U.S Distillates: According to Reuters, analysts have identified diesel supply as the most vulnerable segment in the wake of escalating conflict in the Middle East. On Friday, Israel launched its largest-ever direct attack on Iran, describing the extensive wave of airstrikes as merely the beginning of its broader campaign. Iran has since responded with retaliatory strikes. The concern over diesel supply stems from the anticipated disruption to medium heavy-sour crude oil production grades that are particularly well-suited for refining into distillate fuels, including diesel and jet fuel. The Middle East serves as a key export hub for these fuels, amplifying the potential impact of the conflict on global markets. The latest U.S. Energy Information Administration (EIA) report showed that combined U.S. inventories of diesel and heating oil stood at 108.9 million barrels as of the week ending June 6, approximately 15% below the five-year seasonal average. However, President Trump has expressed optimism about a potential cease fire agreement between Iran and Israel.
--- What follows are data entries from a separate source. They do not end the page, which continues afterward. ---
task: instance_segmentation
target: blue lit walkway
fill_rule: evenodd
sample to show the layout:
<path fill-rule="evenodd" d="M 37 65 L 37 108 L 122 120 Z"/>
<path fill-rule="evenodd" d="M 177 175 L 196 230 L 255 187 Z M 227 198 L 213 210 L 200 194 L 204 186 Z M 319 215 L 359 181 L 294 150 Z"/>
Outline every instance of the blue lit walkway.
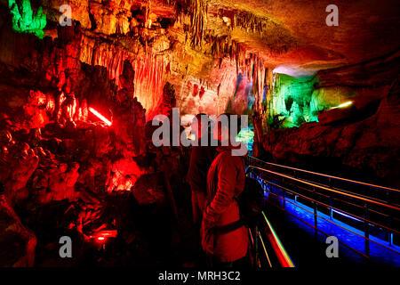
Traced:
<path fill-rule="evenodd" d="M 268 190 L 273 193 L 282 195 L 280 190 L 268 186 Z M 370 235 L 370 261 L 359 255 L 358 253 L 349 249 L 348 248 L 340 245 L 339 258 L 328 258 L 325 255 L 325 249 L 328 244 L 325 243 L 326 235 L 318 232 L 317 237 L 315 236 L 314 225 L 314 209 L 298 201 L 286 197 L 286 202 L 284 205 L 282 199 L 274 194 L 265 192 L 266 212 L 273 226 L 276 228 L 277 234 L 283 240 L 284 246 L 287 248 L 289 255 L 298 266 L 303 265 L 385 265 L 385 266 L 400 266 L 400 254 L 390 249 L 380 247 L 372 241 L 386 246 L 395 251 L 400 252 L 400 247 L 389 245 L 389 243 L 381 239 L 378 239 Z M 300 206 L 300 207 L 297 207 Z M 285 208 L 284 212 L 282 208 Z M 332 220 L 333 224 L 328 222 L 331 218 L 329 216 L 317 211 L 317 227 L 328 235 L 338 238 L 340 242 L 348 245 L 349 247 L 365 253 L 365 242 L 364 232 L 346 224 L 333 216 Z M 340 214 L 335 213 L 336 216 Z M 304 222 L 299 220 L 300 218 Z M 344 227 L 354 233 L 341 228 Z M 361 235 L 358 236 L 357 234 Z M 299 248 L 300 247 L 300 248 Z"/>

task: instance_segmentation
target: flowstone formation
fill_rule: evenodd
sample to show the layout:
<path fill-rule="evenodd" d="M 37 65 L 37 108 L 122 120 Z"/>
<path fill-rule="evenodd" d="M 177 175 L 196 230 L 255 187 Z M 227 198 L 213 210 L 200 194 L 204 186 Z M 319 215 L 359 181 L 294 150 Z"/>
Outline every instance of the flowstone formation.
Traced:
<path fill-rule="evenodd" d="M 8 6 L 12 14 L 12 28 L 16 32 L 35 34 L 41 39 L 44 37 L 44 28 L 47 21 L 42 7 L 37 8 L 36 13 L 34 14 L 30 0 L 9 0 Z"/>

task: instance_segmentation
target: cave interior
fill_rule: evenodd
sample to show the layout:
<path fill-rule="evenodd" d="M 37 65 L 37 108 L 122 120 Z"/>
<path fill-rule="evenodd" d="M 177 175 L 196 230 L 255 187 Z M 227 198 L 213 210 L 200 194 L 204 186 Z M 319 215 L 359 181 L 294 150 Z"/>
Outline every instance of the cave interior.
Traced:
<path fill-rule="evenodd" d="M 173 108 L 186 132 L 248 115 L 260 159 L 400 187 L 398 1 L 336 0 L 331 26 L 325 0 L 64 2 L 0 0 L 0 266 L 190 266 L 190 147 L 151 141 Z"/>

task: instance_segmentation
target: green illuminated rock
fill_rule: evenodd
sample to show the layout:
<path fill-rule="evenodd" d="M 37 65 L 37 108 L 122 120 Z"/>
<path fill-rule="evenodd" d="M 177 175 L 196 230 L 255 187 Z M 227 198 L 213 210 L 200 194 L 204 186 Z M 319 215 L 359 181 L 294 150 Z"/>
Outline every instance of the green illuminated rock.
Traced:
<path fill-rule="evenodd" d="M 8 6 L 12 14 L 12 29 L 18 33 L 35 34 L 37 37 L 43 38 L 44 28 L 47 24 L 46 15 L 43 13 L 42 7 L 37 9 L 34 15 L 29 0 L 19 1 L 9 0 Z"/>
<path fill-rule="evenodd" d="M 313 98 L 316 81 L 315 77 L 276 75 L 272 109 L 273 117 L 281 121 L 281 127 L 300 126 L 305 122 L 317 121 L 316 112 L 320 104 Z"/>

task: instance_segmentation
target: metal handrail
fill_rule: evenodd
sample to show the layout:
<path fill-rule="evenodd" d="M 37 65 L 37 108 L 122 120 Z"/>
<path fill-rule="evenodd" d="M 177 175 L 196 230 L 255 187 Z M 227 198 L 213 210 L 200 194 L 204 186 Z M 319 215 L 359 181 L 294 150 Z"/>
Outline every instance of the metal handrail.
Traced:
<path fill-rule="evenodd" d="M 272 192 L 271 192 L 271 194 L 275 194 L 275 193 L 272 193 Z M 279 195 L 277 195 L 277 194 L 275 194 L 275 195 L 279 196 Z M 343 230 L 346 230 L 346 231 L 348 231 L 348 232 L 350 232 L 353 233 L 353 234 L 356 234 L 356 235 L 357 235 L 357 236 L 360 236 L 360 237 L 362 237 L 362 238 L 364 238 L 364 239 L 365 239 L 365 240 L 369 240 L 369 241 L 372 241 L 372 242 L 373 242 L 373 243 L 375 243 L 375 244 L 377 244 L 377 245 L 379 245 L 379 246 L 380 246 L 380 247 L 382 247 L 382 248 L 386 248 L 386 249 L 391 250 L 391 251 L 393 251 L 393 252 L 395 252 L 395 253 L 400 255 L 400 252 L 398 252 L 398 251 L 396 251 L 396 250 L 395 250 L 395 249 L 393 249 L 393 248 L 389 248 L 384 246 L 383 244 L 380 244 L 380 243 L 376 242 L 376 241 L 374 241 L 374 240 L 371 240 L 371 239 L 369 239 L 369 238 L 366 238 L 366 237 L 364 237 L 364 236 L 362 236 L 361 234 L 356 233 L 356 232 L 353 232 L 353 231 L 351 231 L 351 230 L 349 230 L 349 229 L 346 229 L 345 227 L 343 227 L 343 226 L 341 226 L 341 225 L 340 225 L 340 224 L 336 224 L 336 223 L 334 223 L 334 222 L 332 222 L 332 221 L 327 220 L 327 219 L 325 219 L 324 217 L 323 217 L 323 216 L 319 216 L 319 215 L 317 215 L 317 214 L 314 214 L 314 213 L 311 212 L 310 210 L 308 210 L 307 208 L 303 208 L 303 207 L 301 207 L 301 206 L 300 206 L 300 205 L 297 205 L 297 204 L 295 204 L 295 203 L 293 203 L 293 202 L 288 200 L 287 199 L 284 199 L 284 198 L 282 198 L 282 197 L 279 197 L 279 198 L 282 199 L 282 200 L 284 200 L 284 201 L 287 201 L 287 202 L 289 202 L 289 203 L 291 203 L 291 204 L 292 204 L 292 205 L 294 205 L 294 206 L 299 207 L 300 208 L 301 208 L 301 209 L 303 209 L 303 210 L 305 210 L 305 211 L 307 211 L 307 212 L 308 212 L 308 213 L 311 213 L 311 214 L 316 216 L 317 217 L 322 218 L 323 220 L 325 220 L 326 222 L 329 222 L 329 223 L 331 223 L 331 224 L 334 224 L 334 225 L 336 225 L 336 226 L 339 226 L 340 228 L 341 228 L 341 229 L 343 229 Z"/>
<path fill-rule="evenodd" d="M 283 174 L 280 174 L 280 173 L 277 173 L 277 172 L 274 172 L 274 171 L 271 171 L 271 170 L 268 170 L 268 169 L 265 169 L 265 168 L 261 168 L 261 167 L 259 167 L 249 166 L 249 167 L 259 169 L 259 170 L 265 171 L 265 172 L 268 172 L 268 173 L 271 173 L 273 175 L 278 175 L 278 176 L 281 176 L 281 177 L 284 177 L 284 178 L 288 178 L 288 179 L 291 179 L 291 180 L 293 180 L 293 181 L 297 181 L 297 182 L 302 183 L 304 184 L 308 184 L 308 185 L 310 185 L 310 186 L 313 186 L 313 187 L 316 187 L 316 188 L 319 188 L 319 189 L 324 189 L 324 190 L 331 191 L 331 192 L 334 192 L 334 193 L 337 193 L 337 194 L 341 194 L 343 196 L 348 196 L 348 197 L 354 198 L 354 199 L 358 199 L 358 200 L 364 200 L 365 202 L 369 202 L 369 203 L 372 203 L 372 204 L 383 206 L 383 207 L 386 207 L 386 208 L 390 208 L 392 209 L 400 211 L 400 208 L 396 207 L 396 206 L 392 206 L 390 204 L 380 202 L 379 200 L 376 200 L 373 198 L 367 199 L 367 198 L 364 198 L 364 197 L 362 197 L 362 196 L 358 196 L 358 195 L 356 195 L 356 194 L 350 194 L 350 193 L 348 193 L 348 192 L 343 192 L 341 191 L 338 191 L 338 190 L 335 190 L 335 189 L 332 189 L 332 188 L 329 188 L 329 187 L 323 186 L 323 185 L 320 185 L 320 184 L 317 184 L 317 183 L 310 183 L 310 182 L 308 182 L 306 180 L 295 178 L 295 177 L 292 177 L 291 175 L 283 175 Z"/>
<path fill-rule="evenodd" d="M 268 240 L 269 241 L 270 247 L 272 248 L 272 249 L 275 253 L 275 256 L 276 257 L 277 261 L 279 262 L 279 265 L 282 267 L 295 267 L 293 262 L 292 261 L 291 257 L 287 254 L 287 251 L 284 248 L 283 243 L 281 242 L 279 237 L 277 236 L 274 228 L 272 227 L 271 223 L 267 218 L 267 216 L 265 215 L 264 211 L 262 211 L 261 214 L 263 216 L 263 221 L 266 224 L 265 234 L 268 238 Z M 264 250 L 264 255 L 267 258 L 268 264 L 269 267 L 272 267 L 273 265 L 272 265 L 271 258 L 269 257 L 268 252 L 267 250 L 266 243 L 264 242 L 264 239 L 262 238 L 262 235 L 257 226 L 255 227 L 255 238 L 252 237 L 252 230 L 250 228 L 249 228 L 249 236 L 250 236 L 252 244 L 256 248 L 256 250 L 257 250 L 256 243 L 257 243 L 258 240 L 255 238 L 258 238 L 260 240 L 260 241 L 261 242 L 261 246 Z M 260 265 L 260 260 L 258 260 L 257 257 L 255 258 L 255 263 L 256 263 L 256 265 Z"/>
<path fill-rule="evenodd" d="M 287 169 L 292 169 L 292 170 L 295 170 L 295 171 L 300 171 L 300 172 L 304 172 L 304 173 L 308 173 L 308 174 L 312 174 L 312 175 L 316 175 L 318 176 L 324 176 L 324 177 L 327 177 L 327 178 L 332 178 L 332 179 L 336 179 L 336 180 L 340 180 L 340 181 L 345 181 L 345 182 L 349 182 L 352 183 L 356 183 L 356 184 L 360 184 L 360 185 L 364 185 L 364 186 L 369 186 L 369 187 L 372 187 L 372 188 L 377 188 L 377 189 L 382 189 L 382 190 L 388 190 L 388 191 L 396 191 L 396 192 L 400 192 L 400 190 L 398 189 L 395 189 L 395 188 L 389 188 L 389 187 L 385 187 L 385 186 L 380 186 L 380 185 L 376 185 L 376 184 L 371 184 L 371 183 L 367 183 L 364 182 L 361 182 L 361 181 L 356 181 L 356 180 L 351 180 L 351 179 L 347 179 L 347 178 L 342 178 L 342 177 L 338 177 L 338 176 L 332 176 L 332 175 L 324 175 L 322 173 L 317 173 L 317 172 L 313 172 L 313 171 L 309 171 L 309 170 L 305 170 L 305 169 L 300 169 L 300 168 L 295 168 L 295 167 L 287 167 L 287 166 L 282 166 L 279 164 L 276 164 L 276 163 L 272 163 L 272 162 L 267 162 L 261 159 L 259 159 L 257 158 L 249 156 L 248 157 L 250 159 L 254 159 L 254 160 L 258 160 L 261 163 L 264 164 L 268 164 L 271 166 L 275 166 L 275 167 L 284 167 L 284 168 L 287 168 Z"/>
<path fill-rule="evenodd" d="M 267 223 L 267 226 L 269 232 L 271 232 L 271 235 L 268 235 L 268 238 L 272 245 L 272 248 L 274 248 L 275 253 L 276 254 L 276 256 L 281 265 L 283 267 L 295 267 L 293 262 L 287 254 L 286 249 L 284 249 L 284 245 L 279 240 L 279 237 L 275 232 L 271 223 L 269 223 L 268 219 L 267 218 L 267 216 L 265 215 L 264 211 L 262 211 L 262 216 L 264 216 L 264 220 Z"/>
<path fill-rule="evenodd" d="M 278 167 L 283 167 L 291 168 L 291 169 L 293 169 L 293 170 L 303 171 L 302 169 L 298 169 L 298 168 L 294 168 L 294 167 L 284 167 L 284 166 L 276 165 L 276 164 L 273 164 L 273 163 L 264 162 L 264 161 L 262 161 L 262 160 L 260 160 L 260 159 L 258 159 L 252 158 L 252 157 L 250 157 L 250 159 L 256 159 L 256 160 L 258 160 L 258 161 L 261 161 L 261 162 L 263 162 L 263 163 L 265 163 L 265 164 L 270 164 L 270 165 L 275 165 L 275 166 L 278 166 Z M 349 192 L 349 191 L 344 191 L 344 190 L 340 190 L 340 189 L 337 189 L 337 188 L 332 188 L 332 187 L 328 187 L 328 186 L 325 186 L 324 184 L 318 183 L 314 183 L 313 181 L 309 181 L 309 180 L 306 180 L 306 179 L 296 178 L 296 177 L 291 176 L 290 175 L 286 175 L 286 174 L 284 175 L 284 174 L 281 174 L 281 173 L 277 173 L 277 172 L 275 172 L 275 171 L 271 171 L 271 170 L 268 170 L 268 169 L 260 167 L 259 167 L 259 166 L 249 165 L 249 168 L 250 168 L 250 169 L 254 169 L 254 170 L 259 170 L 259 171 L 261 171 L 261 172 L 264 172 L 264 173 L 269 173 L 269 174 L 272 174 L 272 175 L 277 175 L 277 176 L 280 176 L 280 177 L 284 177 L 284 178 L 286 178 L 286 179 L 289 179 L 289 180 L 292 180 L 292 181 L 294 181 L 294 182 L 298 182 L 298 183 L 304 183 L 304 184 L 312 186 L 313 189 L 314 189 L 314 191 L 308 190 L 308 189 L 307 189 L 307 188 L 303 188 L 303 187 L 301 187 L 301 186 L 300 186 L 300 185 L 294 185 L 295 187 L 300 187 L 300 189 L 306 189 L 306 190 L 310 191 L 312 191 L 312 192 L 314 192 L 314 193 L 316 193 L 316 194 L 318 194 L 318 195 L 321 194 L 321 195 L 323 195 L 323 196 L 324 196 L 324 197 L 328 197 L 328 198 L 330 198 L 330 199 L 332 199 L 331 196 L 327 196 L 326 194 L 324 194 L 324 193 L 319 192 L 319 191 L 316 192 L 316 191 L 315 191 L 315 190 L 316 190 L 316 188 L 318 188 L 318 189 L 323 189 L 323 190 L 325 190 L 325 191 L 330 191 L 330 192 L 334 192 L 334 193 L 337 193 L 337 194 L 340 194 L 340 195 L 342 195 L 342 196 L 350 197 L 350 198 L 352 198 L 352 199 L 356 199 L 356 200 L 362 200 L 362 201 L 364 201 L 364 202 L 368 202 L 368 203 L 371 203 L 371 204 L 380 205 L 380 206 L 385 207 L 385 208 L 391 208 L 391 209 L 395 209 L 395 210 L 400 210 L 400 208 L 397 207 L 398 205 L 396 205 L 396 204 L 391 205 L 391 204 L 389 204 L 388 202 L 382 201 L 382 200 L 380 200 L 374 199 L 374 198 L 372 198 L 372 197 L 369 197 L 369 196 L 361 195 L 361 194 L 360 194 L 360 195 L 356 195 L 356 194 L 354 194 L 354 193 L 352 193 L 352 192 Z M 332 176 L 332 175 L 322 175 L 322 174 L 313 173 L 313 172 L 307 171 L 307 170 L 304 170 L 303 172 L 309 173 L 309 174 L 314 174 L 314 175 L 322 175 L 322 176 L 325 176 L 325 177 L 330 177 L 330 178 L 334 178 L 334 179 L 343 180 L 343 181 L 347 181 L 347 182 L 351 182 L 351 183 L 359 183 L 359 184 L 361 184 L 361 185 L 367 185 L 367 186 L 372 186 L 372 187 L 375 187 L 375 188 L 385 189 L 385 190 L 387 190 L 387 191 L 388 190 L 388 191 L 397 191 L 397 190 L 396 190 L 396 189 L 392 189 L 392 188 L 388 188 L 388 187 L 381 187 L 381 186 L 378 186 L 378 185 L 373 185 L 373 184 L 369 184 L 369 183 L 359 183 L 359 182 L 352 181 L 352 180 L 348 180 L 348 179 L 344 179 L 344 178 L 342 179 L 342 178 L 340 178 L 340 177 L 335 177 L 335 176 Z M 260 175 L 260 174 L 259 174 L 259 175 Z M 395 229 L 392 229 L 392 228 L 390 228 L 390 227 L 388 227 L 388 226 L 385 226 L 385 225 L 380 224 L 378 224 L 378 223 L 370 221 L 370 220 L 367 219 L 367 218 L 360 217 L 360 216 L 356 216 L 356 215 L 348 213 L 348 212 L 346 212 L 346 211 L 343 211 L 342 209 L 339 209 L 339 208 L 333 208 L 332 205 L 327 205 L 327 204 L 325 204 L 325 203 L 324 203 L 324 202 L 316 200 L 311 199 L 311 198 L 309 198 L 309 197 L 307 197 L 307 196 L 305 196 L 305 195 L 303 195 L 303 194 L 298 193 L 298 192 L 296 192 L 295 191 L 289 190 L 289 189 L 285 188 L 284 186 L 282 186 L 282 185 L 274 183 L 273 182 L 265 180 L 264 178 L 259 177 L 259 179 L 260 179 L 260 180 L 263 181 L 264 183 L 268 183 L 268 184 L 270 184 L 270 185 L 272 185 L 272 186 L 275 186 L 275 187 L 277 187 L 277 188 L 282 189 L 282 190 L 284 191 L 284 191 L 286 191 L 286 192 L 289 192 L 289 193 L 293 194 L 293 195 L 295 195 L 295 196 L 302 197 L 302 198 L 304 198 L 305 200 L 308 200 L 308 201 L 311 201 L 311 202 L 313 202 L 314 204 L 316 204 L 315 211 L 314 211 L 314 213 L 313 213 L 313 212 L 311 212 L 311 211 L 309 211 L 309 210 L 308 210 L 308 209 L 306 209 L 306 208 L 301 208 L 300 205 L 297 205 L 296 203 L 293 203 L 293 202 L 292 202 L 292 201 L 286 200 L 286 199 L 284 198 L 284 197 L 280 197 L 279 195 L 277 195 L 277 194 L 276 194 L 276 193 L 274 193 L 274 192 L 272 192 L 272 191 L 270 191 L 268 190 L 268 192 L 270 192 L 270 193 L 272 193 L 272 194 L 274 194 L 274 195 L 278 196 L 278 197 L 279 197 L 280 199 L 282 199 L 284 201 L 288 201 L 288 202 L 290 202 L 291 204 L 295 205 L 295 206 L 297 206 L 297 207 L 300 207 L 300 208 L 303 208 L 304 210 L 306 210 L 306 211 L 308 211 L 308 212 L 313 214 L 314 216 L 315 216 L 315 219 L 316 218 L 316 216 L 319 216 L 320 218 L 322 218 L 322 219 L 324 219 L 324 220 L 325 220 L 325 221 L 327 221 L 327 222 L 329 222 L 329 223 L 332 223 L 332 224 L 335 224 L 335 225 L 337 225 L 337 226 L 342 228 L 342 229 L 345 229 L 345 230 L 347 230 L 347 231 L 348 231 L 348 232 L 352 232 L 352 233 L 355 233 L 355 234 L 356 234 L 356 235 L 358 235 L 358 236 L 360 236 L 360 237 L 363 237 L 363 238 L 365 240 L 365 252 L 366 252 L 366 255 L 362 254 L 362 253 L 359 252 L 358 250 L 356 250 L 355 248 L 352 248 L 351 247 L 349 247 L 349 246 L 348 246 L 348 245 L 343 244 L 343 243 L 340 242 L 340 243 L 343 244 L 344 246 L 346 246 L 346 247 L 348 247 L 348 248 L 349 248 L 355 250 L 356 252 L 361 254 L 362 256 L 365 256 L 365 257 L 369 257 L 369 245 L 368 245 L 368 242 L 375 243 L 375 244 L 377 244 L 377 245 L 379 245 L 379 246 L 380 246 L 380 247 L 382 247 L 382 248 L 387 248 L 387 249 L 388 249 L 388 250 L 390 250 L 390 251 L 392 251 L 392 252 L 395 252 L 395 253 L 396 253 L 396 254 L 400 254 L 400 253 L 397 252 L 396 250 L 394 250 L 394 249 L 392 249 L 392 248 L 388 248 L 388 247 L 384 246 L 383 244 L 380 244 L 380 243 L 379 243 L 379 242 L 376 242 L 376 241 L 372 240 L 371 239 L 369 239 L 369 233 L 368 233 L 367 232 L 365 232 L 365 236 L 362 236 L 362 235 L 360 235 L 360 234 L 358 234 L 358 233 L 356 233 L 356 232 L 354 232 L 353 231 L 351 231 L 351 230 L 349 230 L 349 229 L 347 229 L 347 228 L 345 228 L 345 227 L 343 227 L 343 226 L 340 226 L 340 224 L 337 224 L 336 223 L 333 223 L 332 221 L 330 221 L 330 220 L 328 220 L 328 219 L 325 219 L 325 218 L 324 218 L 323 216 L 317 215 L 317 212 L 316 212 L 316 205 L 321 205 L 321 206 L 323 206 L 323 207 L 325 207 L 325 208 L 330 208 L 331 210 L 335 209 L 335 210 L 337 210 L 337 211 L 341 211 L 341 212 L 343 212 L 343 213 L 345 213 L 345 214 L 347 214 L 347 215 L 349 215 L 350 216 L 358 218 L 360 221 L 365 223 L 365 224 L 367 224 L 367 225 L 368 225 L 369 224 L 372 224 L 378 225 L 378 226 L 380 226 L 380 227 L 384 228 L 384 229 L 385 229 L 386 231 L 388 231 L 388 232 L 396 232 L 396 233 L 399 233 L 398 231 L 396 231 L 396 230 L 395 230 Z M 289 182 L 284 182 L 284 183 L 288 183 L 288 184 L 291 184 L 291 185 L 293 185 L 293 183 L 290 183 Z M 396 206 L 395 206 L 395 205 L 396 205 Z M 355 205 L 355 206 L 358 206 L 358 205 Z M 366 207 L 366 204 L 364 205 L 364 207 Z M 374 211 L 374 212 L 376 212 L 376 211 Z M 377 212 L 377 213 L 378 213 L 378 214 L 380 214 L 380 215 L 388 216 L 388 215 L 383 214 L 383 213 L 380 213 L 380 212 Z M 289 213 L 289 214 L 291 214 L 291 213 Z M 291 215 L 292 215 L 292 214 L 291 214 Z M 293 216 L 293 215 L 292 215 L 292 216 Z M 296 217 L 297 217 L 297 216 L 296 216 Z M 299 218 L 299 217 L 297 217 L 297 218 Z M 300 218 L 299 218 L 299 219 L 300 219 Z M 304 222 L 304 223 L 306 223 L 307 224 L 309 224 L 308 223 L 307 223 L 306 221 L 304 221 L 304 220 L 302 220 L 302 219 L 300 219 L 300 220 L 302 221 L 302 222 Z M 315 223 L 316 223 L 316 222 L 315 222 Z M 326 234 L 325 232 L 322 232 L 321 230 L 317 229 L 316 224 L 315 226 L 313 226 L 313 225 L 311 225 L 311 224 L 309 224 L 309 225 L 312 226 L 313 228 L 315 228 L 316 231 L 320 232 L 322 232 L 322 233 L 324 233 L 324 234 Z M 367 231 L 367 230 L 365 230 L 365 231 Z M 393 233 L 391 233 L 391 234 L 393 234 Z"/>
<path fill-rule="evenodd" d="M 380 224 L 375 223 L 375 222 L 373 222 L 373 221 L 365 219 L 365 218 L 364 218 L 364 217 L 362 217 L 362 216 L 357 216 L 357 215 L 348 213 L 348 212 L 347 212 L 347 211 L 345 211 L 345 210 L 343 210 L 343 209 L 341 209 L 341 208 L 338 208 L 332 207 L 332 206 L 331 206 L 331 205 L 325 204 L 325 203 L 324 203 L 324 202 L 318 201 L 318 200 L 314 200 L 314 199 L 312 199 L 312 198 L 307 197 L 306 195 L 303 195 L 303 194 L 300 194 L 300 193 L 299 193 L 299 192 L 296 192 L 295 191 L 290 190 L 290 189 L 288 189 L 288 188 L 286 188 L 286 187 L 284 187 L 284 186 L 276 184 L 276 183 L 274 183 L 273 182 L 270 182 L 270 181 L 268 181 L 268 180 L 265 180 L 265 179 L 262 179 L 262 178 L 260 178 L 260 179 L 261 179 L 262 181 L 268 183 L 268 184 L 271 184 L 271 185 L 273 185 L 273 186 L 275 186 L 275 187 L 281 188 L 281 189 L 286 191 L 287 192 L 290 192 L 290 193 L 292 193 L 292 194 L 293 194 L 293 195 L 297 195 L 297 196 L 299 196 L 299 197 L 301 197 L 301 198 L 303 198 L 304 200 L 308 200 L 308 201 L 311 201 L 311 202 L 317 202 L 319 205 L 322 205 L 322 206 L 324 206 L 324 207 L 325 207 L 325 208 L 332 208 L 332 209 L 334 209 L 334 210 L 337 210 L 337 211 L 340 211 L 340 212 L 342 212 L 342 213 L 344 213 L 344 214 L 346 214 L 346 215 L 349 215 L 349 216 L 353 216 L 353 217 L 355 217 L 355 218 L 360 219 L 360 220 L 362 220 L 362 221 L 364 221 L 364 222 L 367 222 L 367 223 L 373 224 L 378 225 L 378 226 L 380 226 L 380 227 L 385 228 L 387 231 L 396 232 L 396 233 L 399 233 L 399 234 L 400 234 L 400 232 L 398 232 L 397 230 L 389 228 L 389 227 L 388 227 L 388 226 L 386 226 L 386 225 L 384 225 L 384 224 Z M 296 205 L 296 206 L 297 206 L 297 205 Z M 358 206 L 358 205 L 356 205 L 356 206 Z M 382 214 L 382 213 L 379 213 L 379 214 Z M 384 215 L 384 214 L 382 214 L 382 215 Z"/>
Yesterday, Trump stated that he believes peace between the two nations is achievable in the near future.
Market Overview: Markets are mixed this morning, though the dangers of further escalation loom over the G7 meeting of global leaders in Canada, with U.S. President Donald Trump expressing hope that a deal could be done, but with no sign of the fighting subsiding on a fourth day of war. A critical concern arising from the conflict is the potential for disruptions in the Strait of Hormuz, a strategic bottleneck through which approximately one-fifth of global oil consumption flows, equating to over 18 million barrels per day of crude oil, condensates, and refined fuels. While markets remain focus on possible interruptions to Iranian oil production following Israeli strikes on energy infrastructure, the prospect of a blockade or restricted access to the strait has significantly heightened risk sentiment. Such a scenario could trigger a sharp increase in oil prices.

This morning the markets are showing some reprieve as the market slips back retracing some of those gains from Friday, which were the largest intraday moves since 2022. The RSI (Relative Strength Index) is showing that HO futures have been in a strong buy position, reflecting in the 71 to 72 range (black circle bottom of chart). An RSI above 70 is often considered "overbought," suggesting the asset might be due for a price correction, however, with the magnitude of the recent strikes on Iran, the ‘fear of’ any oil disruption can keep the bears and bulls fighting for control of the oil markets. Analysts are expected to remain cautious of factors such as further geopolitical developments and economic data that could impact future price movements. The next level of resistance is $2.50, and the second at $2.6629. The first level of support is the 50% retracement level of $2.3001, with the second at the 38% retracement of $2.2145.